*Market Basket Analysis using the Apriori method*

We need to import the required libraries. Python provides the apyori as an API which needs to be imported to run the apriori algorithm. 

In [4]:
import numpy as np
import matplotlib.pyplot as plt
import pandas as pd
from apyori import apriori

Now we are reading the dataset that is downloaded from Kaggle. As there is no header in the dataset and the first row contains the first transaction, that is why we have mentioned header = None here.

In [7]:
dataset = pd.read_csv('Market_Basket_Optimisation.csv', header = None)
dataset.head()

Unnamed: 0,0,1,2,3,4,5,6,7,8,9,10,11,12,13,14,15,16,17,18,19
0,shrimp,almonds,avocado,vegetables mix,green grapes,whole weat flour,yams,cottage cheese,energy drink,tomato juice,low fat yogurt,green tea,honey,salad,mineral water,salmon,antioxydant juice,frozen smoothie,spinach,olive oil
1,burgers,meatballs,eggs,,,,,,,,,,,,,,,,,
2,chutney,,,,,,,,,,,,,,,,,,,
3,turkey,avocado,,,,,,,,,,,,,,,,,,
4,mineral water,milk,energy bar,whole wheat rice,green tea,,,,,,,,,,,,,,,


Once we have read the dataset, we need to get the list of items in each transaction. SO we will run two loops here. One for the total number of transactions, and other for the total number of columns in each transaction. This list will work as a training set from where we can generate the list of association rules.

In [10]:
#Getting the list of transactions from the dataset
transactions = []
for i in range(0, 7501):
    transactions.append([str(dataset.values[i,j]) for j in range(0, 20)])

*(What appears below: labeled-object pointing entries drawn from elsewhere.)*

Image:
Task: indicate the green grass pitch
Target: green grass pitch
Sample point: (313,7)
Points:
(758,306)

Now once we are ready with the list of items in our training set, we need to run the apriori algorithm which will learn the list of association rules from the training set. Suppose we want to find the association of items with a product which is sold at least 3 times a day. So, the minimum support here will be 3 items per day multiplied by 7 days of weak and divided by the total number of transactions. That means (3*7)/7501 =  0.00279. So the equivalent 0.003 is taken here as support. Now let us we are looking for a 30% confidence in the association rule so we have kept 0.3 as the minimum confidence. The minimum lift is taken as 3 and the minimum length is considered as 2 because we want to find an association between a minimum of two items. These hyperparameters can be tuned depending on the business requirements. 

In [20]:
# Training Apriori algorithm on the dataset
rule_list = apriori(transactions, min_support = 0.003, min_confidence = 0.3, min_lift = 3, min_length = 2)

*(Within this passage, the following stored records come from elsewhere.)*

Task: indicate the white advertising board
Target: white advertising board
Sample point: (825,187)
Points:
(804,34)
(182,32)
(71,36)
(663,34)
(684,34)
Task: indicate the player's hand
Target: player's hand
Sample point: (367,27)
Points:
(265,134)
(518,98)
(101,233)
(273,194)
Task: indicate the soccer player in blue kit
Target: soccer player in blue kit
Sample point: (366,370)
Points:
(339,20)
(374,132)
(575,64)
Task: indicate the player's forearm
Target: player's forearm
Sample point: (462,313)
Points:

After executing the above line of code, we have generated the list of association rules between the items of the retail. To see these rules, the below line of code needs to be executed.

In [21]:
# Visualizing the list of rules
results = list(rule_list)
#filtering the results for viewing
results=results[:5]
for i in results:
    print('\n')
    print(i)
    print('**********') 



RelationRecord(items=frozenset({'mushroom cream sauce', 'escalope'}), support=0.005732568990801226, ordered_statistics=[OrderedStatistic(items_base=frozenset({'mushroom cream sauce'}), items_add=frozenset({'escalope'}), confidence=0.3006993006993007, lift=3.790832696715049)])
**********


RelationRecord(items=frozenset({'pasta', 'escalope'}), support=0.005865884548726837, ordered_statistics=[OrderedStatistic(items_base=frozenset({'pasta'}), items_add=frozenset({'escalope'}), confidence=0.3728813559322034, lift=4.700811850163794)])
**********


RelationRecord(items=frozenset({'ground beef', 'herb & pepper'}), support=0.015997866951073192, ordered_statistics=[OrderedStatistic(items_base=frozenset({'herb & pepper'}), items_add=frozenset({'ground beef'}), confidence=0.3234501347708895, lift=3.2919938411349285)])
**********


RelationRecord(items=frozenset({'tomato sauce', 'ground beef'}), support=0.005332622317024397, ordered_statistics=[OrderedStatistic(items_base=frozenset({'tomato sau

As we can see in the above output, there are rules generated along with confidence. The first rule indicates an association between mushroom cream sauce and escalope with a confidence of 30%. The next rule shows an association between escalope and pasta with a confidence of 37.28%. There are 102 rules generated in this experiment. The number of generated rules depends on the values of hyperparameters. We can increase the minimum confidence value and find the rules accordingly.

So, this is a way of market basket analysis association rule learning. In this experiment, we have used the apriori algorithms. We can also use other algorithms such as Eclat and FP-Growth for the same purpose.